Integrations#

JupyterLab#

The overall roadmap for RTC in JupyterLab is defined in the Real Time Collaboration Plan. The discussions to integrate the RTC components into JupyterLab are tracked in jupyterlab/rtc#27.

JupyterLab Integrattion

Iteration 1#

At the beginning of 2019, we had two branches for JupyterLab 1.0.3 and Phosphor.js.

You can try this first iteration with a Dockerfile that lives in https://github.com/ellisonbg/jupyterlab-rtc, repository also forked to https://github.com/datalayer-contrib/jupyterlab-rtc-docker-2019-1.

docker run -p 8888:8888 ellisonbg/jupyterlab-rtc start.sh jupyter lab --dev-mode --no-browser

Iteration 2#

A continuation of this work had been done in the second half of 2019. Most of the work for that second attempt is living in:

Iteration 3#

We have ported Iteration 1 to begin-August 2020 JupyterLab and Lumino master in the following 2 branches.

We have also ported Iteration 2 to end-August 2020 JupyterLab and Lumino master branches. The toc, logconsole, celltags and debugger extensions have been disabled as they have been recently added to JupyterLab code base.
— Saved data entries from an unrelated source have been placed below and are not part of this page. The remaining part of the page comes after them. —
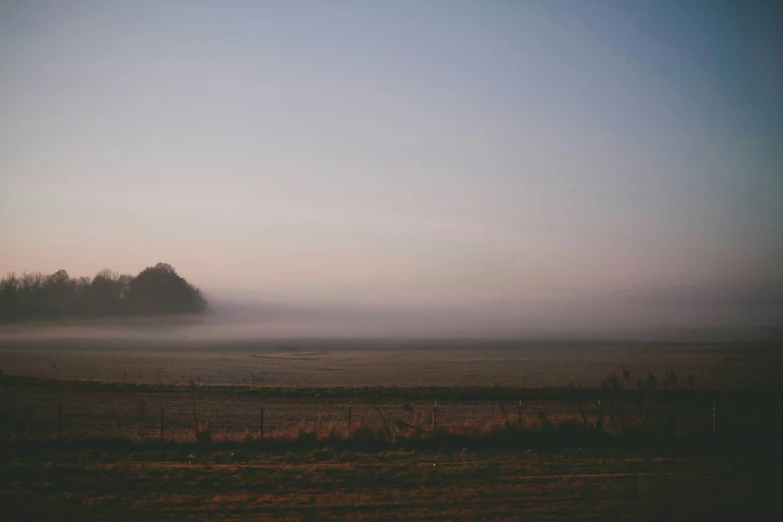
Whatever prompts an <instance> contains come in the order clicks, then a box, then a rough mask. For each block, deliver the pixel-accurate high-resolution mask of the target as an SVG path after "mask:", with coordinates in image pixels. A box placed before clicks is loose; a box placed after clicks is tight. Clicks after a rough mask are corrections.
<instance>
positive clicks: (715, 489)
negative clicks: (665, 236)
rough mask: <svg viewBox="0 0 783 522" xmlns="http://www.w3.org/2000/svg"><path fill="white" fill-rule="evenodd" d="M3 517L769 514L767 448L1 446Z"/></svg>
mask: <svg viewBox="0 0 783 522" xmlns="http://www.w3.org/2000/svg"><path fill="white" fill-rule="evenodd" d="M0 454H1V455H2V466H1V467H0V474H2V478H1V480H0V484H2V486H0V504H1V505H2V506H3V512H4V514H5V516H8V517H9V518H7V520H21V519H26V520H29V519H51V518H56V519H64V518H67V519H69V520H101V519H110V518H115V519H123V520H131V519H132V520H150V519H155V520H169V519H171V520H204V519H209V520H705V521H706V520H779V518H778V517H779V515H780V513H781V512H783V497H781V496H780V494H779V493H780V490H781V487H783V476H782V475H781V471H780V470H781V469H783V458H782V457H783V454H781V452H780V448H779V447H778V446H777V445H774V446H773V445H764V446H759V445H753V446H733V445H732V446H724V445H717V446H713V447H711V446H707V447H704V446H703V445H701V446H700V447H695V446H694V447H688V448H679V449H676V448H657V447H643V448H601V449H589V448H588V449H580V448H565V449H561V450H546V451H535V450H531V451H492V450H478V451H476V450H472V449H470V448H465V449H463V450H456V451H416V450H396V451H387V452H370V453H366V452H360V451H359V452H354V451H340V452H337V451H331V450H328V449H325V450H313V451H300V452H288V453H281V454H274V453H271V454H270V453H266V452H260V451H252V450H251V451H246V450H241V449H231V450H220V449H212V450H206V451H199V450H193V449H192V448H188V447H185V448H182V449H176V448H174V449H172V448H163V449H144V448H138V449H136V450H128V449H122V450H111V449H105V450H95V451H90V450H85V449H82V450H78V451H77V450H74V449H72V448H66V449H56V448H39V449H27V450H25V451H20V450H18V449H16V448H13V447H7V446H5V447H3V448H2V450H1V451H0Z"/></svg>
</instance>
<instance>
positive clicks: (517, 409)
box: [517, 399, 522, 433]
mask: <svg viewBox="0 0 783 522" xmlns="http://www.w3.org/2000/svg"><path fill="white" fill-rule="evenodd" d="M517 424H518V425H519V432H520V433H521V432H522V399H519V404H518V405H517Z"/></svg>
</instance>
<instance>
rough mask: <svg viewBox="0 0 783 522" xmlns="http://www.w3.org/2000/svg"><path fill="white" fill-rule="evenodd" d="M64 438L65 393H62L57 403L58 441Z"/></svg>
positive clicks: (57, 423)
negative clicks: (63, 430) (64, 409)
mask: <svg viewBox="0 0 783 522" xmlns="http://www.w3.org/2000/svg"><path fill="white" fill-rule="evenodd" d="M62 440H63V394H62V393H61V394H60V400H59V401H58V403H57V442H62Z"/></svg>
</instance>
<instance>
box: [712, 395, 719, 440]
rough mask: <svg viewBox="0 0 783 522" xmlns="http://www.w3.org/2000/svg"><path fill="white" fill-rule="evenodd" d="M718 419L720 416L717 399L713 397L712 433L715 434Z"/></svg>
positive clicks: (712, 413)
mask: <svg viewBox="0 0 783 522" xmlns="http://www.w3.org/2000/svg"><path fill="white" fill-rule="evenodd" d="M717 420H718V416H717V412H716V410H715V399H712V434H713V435H715V433H716V432H717V424H718V423H717Z"/></svg>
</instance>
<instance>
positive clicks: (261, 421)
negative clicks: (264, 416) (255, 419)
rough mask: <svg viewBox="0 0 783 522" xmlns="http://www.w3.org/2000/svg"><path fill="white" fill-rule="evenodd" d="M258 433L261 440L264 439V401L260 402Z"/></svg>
mask: <svg viewBox="0 0 783 522" xmlns="http://www.w3.org/2000/svg"><path fill="white" fill-rule="evenodd" d="M260 421H261V422H260V426H259V433H260V434H261V440H263V439H264V403H263V402H262V403H261V419H260Z"/></svg>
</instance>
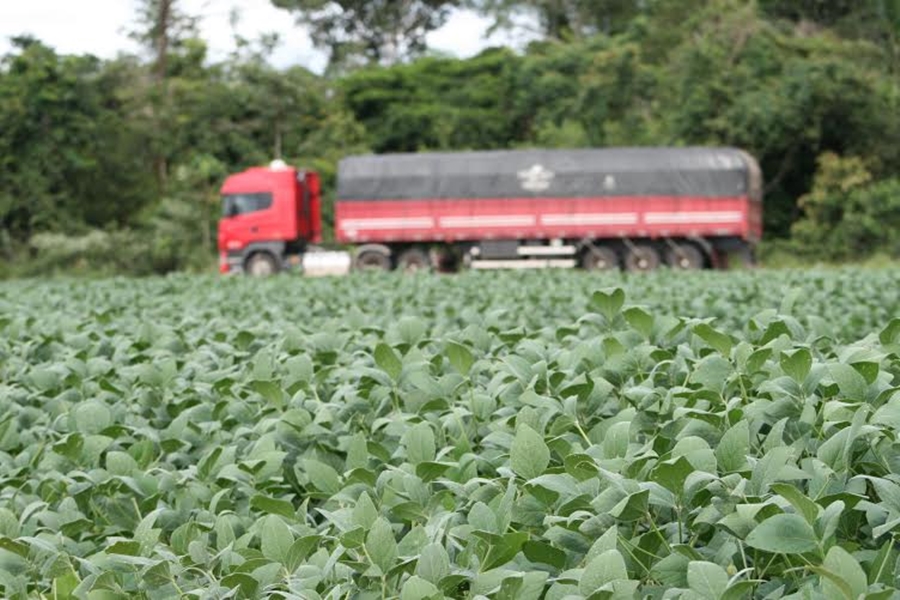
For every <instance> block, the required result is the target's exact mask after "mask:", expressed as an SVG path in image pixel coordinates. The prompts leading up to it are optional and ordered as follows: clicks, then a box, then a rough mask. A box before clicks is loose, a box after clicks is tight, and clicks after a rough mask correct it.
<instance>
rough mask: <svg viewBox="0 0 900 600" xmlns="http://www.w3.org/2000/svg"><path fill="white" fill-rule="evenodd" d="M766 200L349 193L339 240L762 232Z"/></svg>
mask: <svg viewBox="0 0 900 600" xmlns="http://www.w3.org/2000/svg"><path fill="white" fill-rule="evenodd" d="M760 213H761V207H760V205H759V203H758V202H751V201H750V200H749V199H748V198H746V197H729V198H706V197H606V198H602V197H601V198H510V199H494V198H490V199H487V198H485V199H470V198H466V199H449V200H448V199H440V200H428V199H422V200H375V201H366V200H342V201H338V202H337V203H336V207H335V228H336V237H337V240H338V241H340V242H350V243H353V242H418V241H423V240H434V241H438V240H448V241H449V240H479V239H504V238H507V239H549V238H559V237H565V238H580V237H588V238H604V237H651V238H652V237H683V236H706V237H710V236H736V237H741V238H744V239H749V240H755V239H758V237H759V234H760V233H761V218H760Z"/></svg>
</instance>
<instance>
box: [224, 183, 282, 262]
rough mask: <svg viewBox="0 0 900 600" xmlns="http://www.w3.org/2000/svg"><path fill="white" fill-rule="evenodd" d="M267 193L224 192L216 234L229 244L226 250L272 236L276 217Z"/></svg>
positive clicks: (227, 243) (269, 194)
mask: <svg viewBox="0 0 900 600" xmlns="http://www.w3.org/2000/svg"><path fill="white" fill-rule="evenodd" d="M273 201H274V198H273V195H272V193H271V192H251V193H233V194H225V195H224V196H223V198H222V221H221V222H220V225H219V235H220V237H221V238H223V239H225V240H227V242H226V243H227V245H228V246H231V247H229V248H226V249H227V250H237V249H240V248H244V247H246V246H248V245H249V244H252V243H253V242H261V241H267V240H271V239H272V233H273V232H272V229H273V226H274V227H276V228H277V216H276V215H275V214H274V211H273V210H272V205H273Z"/></svg>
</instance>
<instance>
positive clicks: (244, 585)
mask: <svg viewBox="0 0 900 600" xmlns="http://www.w3.org/2000/svg"><path fill="white" fill-rule="evenodd" d="M222 585H224V586H225V587H226V588H229V589H232V590H233V589H240V590H241V593H242V594H243V595H244V597H245V598H253V597H254V596H255V595H256V590H257V589H258V588H259V581H257V580H256V579H255V578H254V577H253V576H252V575H249V574H247V573H231V574H229V575H226V576H225V577H223V578H222Z"/></svg>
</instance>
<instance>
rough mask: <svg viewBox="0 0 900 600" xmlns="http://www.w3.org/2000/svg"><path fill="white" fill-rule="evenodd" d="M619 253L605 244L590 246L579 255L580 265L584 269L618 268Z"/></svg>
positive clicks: (588, 270)
mask: <svg viewBox="0 0 900 600" xmlns="http://www.w3.org/2000/svg"><path fill="white" fill-rule="evenodd" d="M619 262H620V261H619V255H618V254H617V253H616V251H615V250H613V249H612V248H608V247H606V246H590V247H589V248H586V249H585V251H584V254H582V255H581V267H582V268H583V269H584V270H585V271H612V270H615V269H618V268H619Z"/></svg>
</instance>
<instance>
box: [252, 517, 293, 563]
mask: <svg viewBox="0 0 900 600" xmlns="http://www.w3.org/2000/svg"><path fill="white" fill-rule="evenodd" d="M259 537H260V542H261V545H260V549H261V550H262V553H263V556H265V557H266V558H268V559H269V560H273V561H276V562H280V563H282V564H287V558H288V553H289V552H290V550H291V546H293V544H294V534H292V533H291V530H290V528H289V527H288V526H287V524H286V523H285V522H284V521H283V520H282V519H281V517H279V516H277V515H269V516H268V517H265V518H264V519H263V523H262V527H261V528H260V532H259Z"/></svg>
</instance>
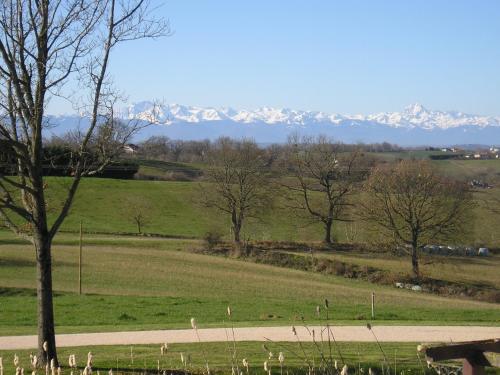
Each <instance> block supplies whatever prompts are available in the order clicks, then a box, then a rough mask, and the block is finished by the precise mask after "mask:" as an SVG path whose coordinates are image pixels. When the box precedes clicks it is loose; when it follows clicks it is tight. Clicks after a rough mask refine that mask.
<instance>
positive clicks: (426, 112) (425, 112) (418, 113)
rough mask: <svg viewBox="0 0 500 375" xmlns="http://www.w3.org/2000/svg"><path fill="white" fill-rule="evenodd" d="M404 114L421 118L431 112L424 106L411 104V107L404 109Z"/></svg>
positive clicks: (405, 108) (421, 105) (418, 103)
mask: <svg viewBox="0 0 500 375" xmlns="http://www.w3.org/2000/svg"><path fill="white" fill-rule="evenodd" d="M404 113H406V114H409V115H413V116H419V115H421V114H423V113H429V111H428V110H427V108H425V107H424V106H423V105H422V104H420V103H414V104H410V105H408V106H406V107H405V109H404Z"/></svg>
If it makes sense, we could update them also.

You can compare with the changes:

  • https://github.com/jupyterlab/jupyterlab/compare/f2ce97034efc69f9ad565d92ec8370ccca6eb160…datalayer-contrib:rtc-2019-2-master

  • https://github.com/jupyterlab/lumino/compare/1116776621689093766a6e992de5abd05cedaf8c…datalayer-contrib:rtc-2019-2-master

WIP Iteration 4#

The next step is to define how to integrate the components developed in this repository at the light of these learnings. The behavior (features and limits) of Iteration 3 are the same as Iteration 2. For example saving notebook does not persist the ipynb file. We have copied here the latest public status meeting on the JupyterLab PR.

2019.11.13 meeting

Ian: Lifecycle is fragile for notebooks.

- Deciding whether to initialize a new document, whether to insert text from disk. It's working now but a little hacky. 
- Ian's idea: The server should be in charge of saying whether a document is initialized. For example, if two people connect at the same time it should only be initialized once.

Why are there two paths?

- to support fully client side Lab.
- a text editor expects text editor schema, which has cursor position, etc. A cell supports text editor schema + other things like outputs, execution count. So the cell creates it's own datastore and passes in the model.
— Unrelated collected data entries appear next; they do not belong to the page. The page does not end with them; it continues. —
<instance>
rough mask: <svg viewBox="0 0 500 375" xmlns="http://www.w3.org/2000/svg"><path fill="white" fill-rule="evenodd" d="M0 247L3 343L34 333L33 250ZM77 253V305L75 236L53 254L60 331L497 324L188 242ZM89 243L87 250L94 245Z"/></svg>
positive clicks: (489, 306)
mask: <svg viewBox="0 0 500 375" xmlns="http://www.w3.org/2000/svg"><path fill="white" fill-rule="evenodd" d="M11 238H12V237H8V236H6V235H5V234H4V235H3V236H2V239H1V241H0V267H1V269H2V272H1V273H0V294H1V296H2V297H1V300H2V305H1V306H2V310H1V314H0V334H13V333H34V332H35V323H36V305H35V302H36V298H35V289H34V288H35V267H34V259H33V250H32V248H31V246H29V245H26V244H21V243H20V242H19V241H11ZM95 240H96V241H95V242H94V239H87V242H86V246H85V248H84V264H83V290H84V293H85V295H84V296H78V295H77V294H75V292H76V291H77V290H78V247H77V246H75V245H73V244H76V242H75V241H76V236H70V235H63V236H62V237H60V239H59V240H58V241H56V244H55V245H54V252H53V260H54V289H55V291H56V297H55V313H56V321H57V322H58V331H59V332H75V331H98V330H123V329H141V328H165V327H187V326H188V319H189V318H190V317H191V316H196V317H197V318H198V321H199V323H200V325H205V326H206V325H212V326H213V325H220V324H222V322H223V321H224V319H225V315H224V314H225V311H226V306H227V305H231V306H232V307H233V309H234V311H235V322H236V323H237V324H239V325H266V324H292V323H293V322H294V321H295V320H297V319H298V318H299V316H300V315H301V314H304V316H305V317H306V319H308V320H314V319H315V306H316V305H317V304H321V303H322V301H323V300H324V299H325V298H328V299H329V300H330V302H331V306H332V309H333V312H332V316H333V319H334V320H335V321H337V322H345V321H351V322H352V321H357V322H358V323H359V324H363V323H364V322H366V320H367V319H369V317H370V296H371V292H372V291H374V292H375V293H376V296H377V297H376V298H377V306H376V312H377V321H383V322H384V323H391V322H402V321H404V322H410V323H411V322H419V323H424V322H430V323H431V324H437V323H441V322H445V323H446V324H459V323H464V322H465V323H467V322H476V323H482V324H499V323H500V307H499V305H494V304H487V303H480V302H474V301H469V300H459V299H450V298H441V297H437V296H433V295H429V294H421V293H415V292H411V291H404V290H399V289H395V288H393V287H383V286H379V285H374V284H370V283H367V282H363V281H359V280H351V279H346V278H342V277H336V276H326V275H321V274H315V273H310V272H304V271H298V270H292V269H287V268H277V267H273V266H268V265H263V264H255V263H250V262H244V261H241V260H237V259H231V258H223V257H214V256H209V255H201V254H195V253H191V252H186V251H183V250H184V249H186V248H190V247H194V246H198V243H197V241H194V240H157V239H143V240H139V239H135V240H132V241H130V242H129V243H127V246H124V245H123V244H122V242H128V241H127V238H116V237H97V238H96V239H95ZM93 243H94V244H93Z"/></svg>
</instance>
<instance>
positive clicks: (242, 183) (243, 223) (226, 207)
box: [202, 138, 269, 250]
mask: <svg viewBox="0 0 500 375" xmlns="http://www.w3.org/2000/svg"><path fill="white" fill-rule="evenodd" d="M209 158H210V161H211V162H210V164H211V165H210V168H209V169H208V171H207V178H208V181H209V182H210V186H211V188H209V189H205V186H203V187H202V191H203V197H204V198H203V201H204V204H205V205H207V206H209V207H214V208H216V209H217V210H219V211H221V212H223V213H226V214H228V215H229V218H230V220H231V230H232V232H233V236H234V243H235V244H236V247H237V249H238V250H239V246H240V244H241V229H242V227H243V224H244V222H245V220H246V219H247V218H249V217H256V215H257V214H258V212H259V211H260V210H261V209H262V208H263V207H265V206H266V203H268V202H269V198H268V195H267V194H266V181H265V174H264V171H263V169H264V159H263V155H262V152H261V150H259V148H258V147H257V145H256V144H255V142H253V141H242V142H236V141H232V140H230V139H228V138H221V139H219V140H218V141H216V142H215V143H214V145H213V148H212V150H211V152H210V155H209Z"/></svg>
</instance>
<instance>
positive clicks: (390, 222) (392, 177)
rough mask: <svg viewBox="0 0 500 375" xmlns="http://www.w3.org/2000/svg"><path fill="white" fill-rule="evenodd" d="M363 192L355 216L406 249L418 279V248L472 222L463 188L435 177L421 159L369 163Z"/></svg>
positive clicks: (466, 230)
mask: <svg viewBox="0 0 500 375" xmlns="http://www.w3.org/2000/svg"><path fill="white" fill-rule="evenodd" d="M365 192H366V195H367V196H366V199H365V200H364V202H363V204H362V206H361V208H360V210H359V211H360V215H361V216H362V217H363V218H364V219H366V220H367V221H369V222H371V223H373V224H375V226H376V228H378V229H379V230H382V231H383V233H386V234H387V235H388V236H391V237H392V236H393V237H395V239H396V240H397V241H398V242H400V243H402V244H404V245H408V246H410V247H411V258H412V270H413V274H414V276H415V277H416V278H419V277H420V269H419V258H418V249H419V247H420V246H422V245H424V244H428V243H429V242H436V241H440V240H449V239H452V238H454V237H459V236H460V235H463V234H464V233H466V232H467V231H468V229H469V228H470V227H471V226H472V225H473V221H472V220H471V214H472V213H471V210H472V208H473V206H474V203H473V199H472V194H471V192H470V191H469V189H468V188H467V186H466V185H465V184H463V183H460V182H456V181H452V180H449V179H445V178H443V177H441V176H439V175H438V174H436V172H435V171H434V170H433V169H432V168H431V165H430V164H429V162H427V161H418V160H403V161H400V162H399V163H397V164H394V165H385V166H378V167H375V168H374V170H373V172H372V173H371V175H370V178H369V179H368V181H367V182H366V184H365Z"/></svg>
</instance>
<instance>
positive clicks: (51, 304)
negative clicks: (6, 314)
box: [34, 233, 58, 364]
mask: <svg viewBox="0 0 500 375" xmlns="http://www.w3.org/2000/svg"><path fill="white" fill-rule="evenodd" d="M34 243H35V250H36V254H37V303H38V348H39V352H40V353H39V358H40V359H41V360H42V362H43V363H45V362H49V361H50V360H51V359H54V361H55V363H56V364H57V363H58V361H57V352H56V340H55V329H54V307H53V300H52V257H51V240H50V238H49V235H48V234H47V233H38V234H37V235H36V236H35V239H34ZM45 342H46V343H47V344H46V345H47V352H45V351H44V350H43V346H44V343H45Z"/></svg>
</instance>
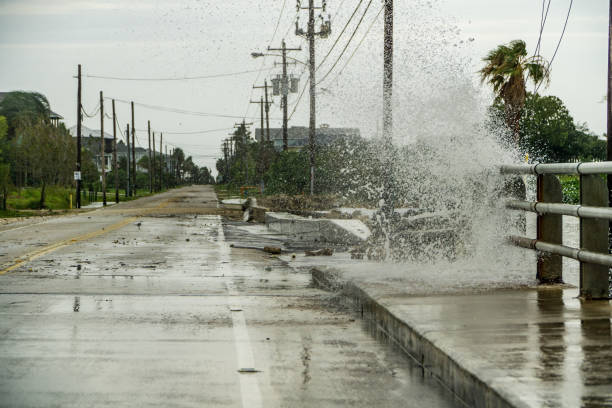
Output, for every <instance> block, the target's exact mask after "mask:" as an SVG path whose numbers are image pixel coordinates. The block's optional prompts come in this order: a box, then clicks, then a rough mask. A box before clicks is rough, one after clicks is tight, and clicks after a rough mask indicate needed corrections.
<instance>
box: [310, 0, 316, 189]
mask: <svg viewBox="0 0 612 408" xmlns="http://www.w3.org/2000/svg"><path fill="white" fill-rule="evenodd" d="M314 40H315V31H314V0H308V49H309V54H310V56H309V61H308V62H309V71H310V128H309V132H308V147H309V158H310V195H314V166H315V136H316V128H317V112H316V109H317V103H316V99H315V98H316V92H315V91H316V86H317V85H316V76H315V75H316V67H315V41H314Z"/></svg>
What about an ORM like redux-orm? Worth exploring having helpers to explore ORM references.

- this does it currently https://github.com/jupyterlab/jupyterlab/blob/55fbac91507ea5119665244ce3b136b71d4e7c62/packages/cells/src/data.ts#L238-L250

- We are doing this currently with record locaters: https://github.com/jupyterlab/jupyterlab/blob/55fbac91507ea5119665244ce3b136b71d4e7c62/packages/notebook/src/data.ts#L36

It works currently for text documents and notebooks.

We should have per document datastore, because that's where undo/redo makes sense.

Blockers on phosphor side?

- unpaired surrogate issue. Library generates a byte string. Each patch gets an ID. IDs can be absolutely ordered, so this is how we resolve conflicts. Generate these IDs involves a lot of bitwise logic. And there is a problem with the scheme, because it can generate invalid UTF strings, because it can generate unpaired surrogates. Then it doesn't serialize properly.

How do we support this package?

Two points:

1. Can we make this is a separate package and market it to general JS?

- Create a community around this before.
- Almost a useful package
- UTF 8 issue
- some patches are large
- automerge
- Not huge community
- not type safe table

- Ian: Nervous about adopting this. Main cost is a lot of churn without a huge benefit. What if we adopted this just for client side, without server side? We would a lot of changes with undo/redo.

Phosphor

- UTF8 bytestring issue "unpaired surrogate"
- Patches are too large
- It might be possible to allocate ID range space more efficiently when pasting

JupyterLab

- "Lifecycle events" if two open a notebook a notebook at once
- What to handle server side
Options
- Pass on RTC for now
- Merge in existing work, after fixing a few things
- Create separate repo to further explore this and create a reusable frontend JS library around this with backend support

Brian: We need real time collaboration for, undo redo, server side models, multiple tabs, so giving up isn't a viable option

Vidar: The remaining things to do require collaboration JupyterLab project wide to figure out scope.

We could move the datastore code to a new repo, to encourage collaboration potentially and give us some distance from the API as we develop it.